World Surf League Australasia
- Abbreviation: WSL Australasia
- Formation: 1 January 1989 (37 years ago)
- Type: Sports organisation, Professional Surfing
- Region served: Australasia
- Official language: English
- Main organ: WSL Australasia Board
- Parent organization: World Surf League
- Website: www.worldsurfleague.com

= Association of Surfing Professionals Australasia =

The World Surf League Australasia (WSL Australasia) is the governing body for professional surfers in Australasia and is dedicated to showcasing the continent's best talent in a variety of progressive formats. It is one of seven regions of the World Surf League.

==History==

===Creation of the WSL===
Founded in 1989, the WSL Australasia was formed to promote professional surfing in Australasia. Its objective is to equally benefit Australasian surfers, sponsors and event promoters alike.

== WSL Membership ==
Membership to the WSL is only available to individuals.

==Rules==

===Judging===
In contests surfers will be scored on a scale of 0.1 to 10.0, these scores will be broken up into increments of one-tenth.
The following scale can be use in order to relate descriptions with the score:

- 0–1.9 = Poor
- 2.0–3.9 = Fair
- 4.0–5.9 = Average;
- 6.0–7.9 = Good
- 8.0–10.0 = Excellent

===Judging criteria===
Judges will base the previous score on how successfully surfers display these following elements in each wave:
- Commitment and degree of difficulty
- Innovative and progressive maneuvers
- Combination of major maneuvers
- Variety of maneuvers
- Speed, power and flow
Some of these elements may be more or less important base on the surfing conditions and the surfing area. This criterion is also different to that of longboarding competitions. All of this is focused on creating some type consistency that can be seen throughout the many different events.

The events themselves are previously declared QS 1,000 - QS 10,000 events; among other things this ranking shows what numbers of judges which are required at the event. QS 1,000 - QS 3,000 Qualifying Series events are required to have a six judge panel with four judges on each heat. A QS 4,000 - QS 6,000 Qualifying Series event requires seven judges with five of those judges on each heat. At QS 5,000 - QS 10,000 Qualifying Series events there are only allowed to be 3 judges from any one region. This is then limited to two at any world championship events. All events also require an WSL approved head judge who has the ability to make corrections to errors or any other events that may have affected the results.

=== Rules ===
There are many rules out in the water which all revolve around the idea of right of way. A surfer has right of way if he or she is closer to the area where the wave is breaking, this is more commonly referred to as having the inside position. If another surfer takes off in front of the surfer which has the inside position then interference will be called and penalties will be enacted. In most circumstances it does not matter who stood up first but who has the inside position.

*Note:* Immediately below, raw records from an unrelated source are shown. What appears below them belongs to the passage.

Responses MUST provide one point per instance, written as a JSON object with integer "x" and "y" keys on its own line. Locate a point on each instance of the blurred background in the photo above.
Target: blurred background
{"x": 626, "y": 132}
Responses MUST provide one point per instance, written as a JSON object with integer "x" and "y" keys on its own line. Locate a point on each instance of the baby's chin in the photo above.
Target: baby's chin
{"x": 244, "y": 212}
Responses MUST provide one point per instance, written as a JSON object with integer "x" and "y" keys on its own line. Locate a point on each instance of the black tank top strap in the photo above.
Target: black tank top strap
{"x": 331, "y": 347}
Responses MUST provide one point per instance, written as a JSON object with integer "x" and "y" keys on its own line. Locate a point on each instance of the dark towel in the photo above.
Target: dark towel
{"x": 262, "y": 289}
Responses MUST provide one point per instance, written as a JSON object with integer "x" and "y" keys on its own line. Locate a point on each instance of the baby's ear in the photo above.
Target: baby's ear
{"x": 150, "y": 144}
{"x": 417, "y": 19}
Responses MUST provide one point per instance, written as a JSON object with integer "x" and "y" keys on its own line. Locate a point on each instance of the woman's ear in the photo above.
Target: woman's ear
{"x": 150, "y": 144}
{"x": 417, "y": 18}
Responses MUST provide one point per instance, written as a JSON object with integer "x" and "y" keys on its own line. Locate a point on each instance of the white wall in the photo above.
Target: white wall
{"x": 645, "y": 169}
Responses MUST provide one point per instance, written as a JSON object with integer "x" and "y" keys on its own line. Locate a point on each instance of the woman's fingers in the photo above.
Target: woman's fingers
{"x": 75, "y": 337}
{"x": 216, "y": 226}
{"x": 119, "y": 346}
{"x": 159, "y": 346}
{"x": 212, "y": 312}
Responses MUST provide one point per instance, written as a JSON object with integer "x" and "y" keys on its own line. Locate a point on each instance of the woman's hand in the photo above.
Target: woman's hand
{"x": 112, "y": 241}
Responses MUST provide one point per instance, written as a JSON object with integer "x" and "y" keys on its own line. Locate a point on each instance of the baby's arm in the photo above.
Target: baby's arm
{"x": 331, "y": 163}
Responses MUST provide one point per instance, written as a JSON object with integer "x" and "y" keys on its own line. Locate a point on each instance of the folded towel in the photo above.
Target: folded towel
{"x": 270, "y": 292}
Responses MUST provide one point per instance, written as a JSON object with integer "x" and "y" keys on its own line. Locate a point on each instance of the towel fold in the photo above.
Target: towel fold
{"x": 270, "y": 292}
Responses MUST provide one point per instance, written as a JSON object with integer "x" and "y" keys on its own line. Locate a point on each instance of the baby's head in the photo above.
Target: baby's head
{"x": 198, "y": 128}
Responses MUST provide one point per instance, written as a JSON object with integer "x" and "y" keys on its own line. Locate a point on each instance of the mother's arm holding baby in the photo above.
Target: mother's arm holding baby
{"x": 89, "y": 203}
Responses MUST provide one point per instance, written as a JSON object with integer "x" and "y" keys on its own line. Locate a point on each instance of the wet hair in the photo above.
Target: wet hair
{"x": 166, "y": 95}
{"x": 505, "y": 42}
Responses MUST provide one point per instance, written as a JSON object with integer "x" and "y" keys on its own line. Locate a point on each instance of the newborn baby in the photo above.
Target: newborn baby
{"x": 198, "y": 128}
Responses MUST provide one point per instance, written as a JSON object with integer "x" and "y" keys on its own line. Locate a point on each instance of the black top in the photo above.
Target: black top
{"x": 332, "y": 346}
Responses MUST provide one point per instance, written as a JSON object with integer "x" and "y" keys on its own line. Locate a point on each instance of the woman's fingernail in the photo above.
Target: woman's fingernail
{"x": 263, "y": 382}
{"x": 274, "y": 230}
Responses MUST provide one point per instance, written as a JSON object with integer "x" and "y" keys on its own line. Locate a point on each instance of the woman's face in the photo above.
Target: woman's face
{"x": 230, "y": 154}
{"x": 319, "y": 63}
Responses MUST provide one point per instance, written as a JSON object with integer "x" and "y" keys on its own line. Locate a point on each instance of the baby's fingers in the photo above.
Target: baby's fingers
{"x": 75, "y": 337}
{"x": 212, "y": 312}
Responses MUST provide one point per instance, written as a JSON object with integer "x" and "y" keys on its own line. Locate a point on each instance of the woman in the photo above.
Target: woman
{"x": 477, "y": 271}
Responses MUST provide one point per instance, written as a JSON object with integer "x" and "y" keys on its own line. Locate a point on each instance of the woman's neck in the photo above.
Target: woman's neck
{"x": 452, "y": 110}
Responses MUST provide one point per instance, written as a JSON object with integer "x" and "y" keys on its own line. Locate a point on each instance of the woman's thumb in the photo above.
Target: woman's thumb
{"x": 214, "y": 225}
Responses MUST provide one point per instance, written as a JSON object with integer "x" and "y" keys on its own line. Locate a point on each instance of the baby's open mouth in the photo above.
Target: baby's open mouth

A surfer can also be found guilty of inference if they catch more than their maximum number of waves in a heat and that this takes away from the other competitors ability to catch waves. A competitor is also not allowed to interfere with another competitor's paddling and maneuvering for a wave.

The rules of right-a-way vary slightly with the type of break. Point Breaks will always have a consistent direct of what is inside, that is the person further up the line will have right-away. In a single peak situation where there is both a left and a right two people are able to be on the wave at the same time provided that one goes left and one goes right and that neither crosses the path of the other to go one direction. If this does happen then the surfer who stood up first will get the right-a-way. On a multi peaked wave where the wave eventually comes together both peaks can be surfed until the surfers come together, when they do the surfer who stood up first has right-a-way and the other must maneuver to get off the wave without interrupting the other surfer.

In a one-on-one competition priority can be declared by the Head Judge. Once the person with priority has paddled for a wave priority is then turned over to the next person until that person does the same. The person with second priority can paddles for waves as long as it does not interfere with the other person and will only lose their priority if they catch a wave.

A surfer who has already taken off or obtained possession of a wave maintains this position until the end of their ride. If another surfer takes off on the inside of this surfer then this person does not obtain priority and is considered to be snaking. If this surfer does not hurt the other surfers ride then both people can be scored based. If the judges determine that the snaking did interfere then the person will be penalized.
Interference penalties are called by the judges and must have a majority to be declared an actual penalty. Interferences are shown as triangles on the score cards in various different ways depending on when or where in the heat they were made. If three or more waves are being scored then one wave will be dropped off the score card. If only the top two waves are being scored then 50% of the second best scored wave will be taken off. If a surfer has more than one then 50% of the best waves score will be taken off also. The surfer who has been interfered with will be allowed an additional wave to their maximum as long as it is within the time limit. If a surfer interferes more than twice in a heat then they must leave the competition area.